Quando desço de elevador fecho os olhos.
Imagino-me a descer, descer, descer até às entranhas da terra.
Quando a porta abre, estou naquele inferno que o Woody Allen põe nos filmes, quente, muito quente mesmo, mas que ao mesmo tempo tem algo de simpático e
sexualmente cool.Confesso que não sei o que quer dizer
sexualmente cool, porque se soubesse não estaria a dar esta justificação.
Ouço Stevie Wonder na grafonola, "Hotter than July".

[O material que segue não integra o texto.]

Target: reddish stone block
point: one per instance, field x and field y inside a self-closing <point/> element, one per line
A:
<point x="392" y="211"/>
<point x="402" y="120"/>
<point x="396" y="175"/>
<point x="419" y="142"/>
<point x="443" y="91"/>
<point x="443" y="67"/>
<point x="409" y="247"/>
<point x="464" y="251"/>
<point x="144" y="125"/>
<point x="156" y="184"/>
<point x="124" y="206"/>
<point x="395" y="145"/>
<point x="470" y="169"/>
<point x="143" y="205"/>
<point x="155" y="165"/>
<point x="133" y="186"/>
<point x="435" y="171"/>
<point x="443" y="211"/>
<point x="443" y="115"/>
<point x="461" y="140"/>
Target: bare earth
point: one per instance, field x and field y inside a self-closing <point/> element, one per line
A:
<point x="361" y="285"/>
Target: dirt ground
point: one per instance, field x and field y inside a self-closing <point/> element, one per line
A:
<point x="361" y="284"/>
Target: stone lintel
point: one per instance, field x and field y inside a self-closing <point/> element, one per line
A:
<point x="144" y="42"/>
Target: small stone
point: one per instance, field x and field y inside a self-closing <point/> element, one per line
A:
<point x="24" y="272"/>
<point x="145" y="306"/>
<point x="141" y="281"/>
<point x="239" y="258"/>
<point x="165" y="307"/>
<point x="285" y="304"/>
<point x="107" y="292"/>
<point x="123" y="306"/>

Por falar em entranhas da terra, há uns bons dez anos quando fui a Estremoz numa visita de estudo pela Escola de Gestão e Recursos Humanos - Zona Sul, vi perto do largo principal, que também se chama Rossio, junto da entrada da Igreja de São Domingos, uma orelha gigante esculpida em mármore branco.
Estremoz é forte em mármore.
A camâra tinha convidado escultores da ESBAL, alunos e professores a demonstrarem a pureza e a qualidade do material.
Ao ver aquela orelha monstruosa, disse para comigo, mas o tipo que esculpiu isto ainda é mais estúpido que Van Gogh.
Porquê?
Porque Van Gogh retalhou a orelha ao seu corpo terra, massa corpo, e o dito escultor fez ainda pior, roubou o mármore à terra mãe, à mãe planeta.
Muito embora se tenha vindo a confirmar que Van Gogh sofria de... algo que o levou ao sanatório.
Um espécie de zumbido e dores fortes.
Às vezes sinto isso a descer o elevador.
Também são dezanove andares.
A verdade é que Van Gogh no dia anterior à sua morte assistiu a uma tourada, e viu o matador a oferecer a orelha do touro a uma dama na bancada.
Ele de forma a elevar a dor ofereceu-a a uma prostituta.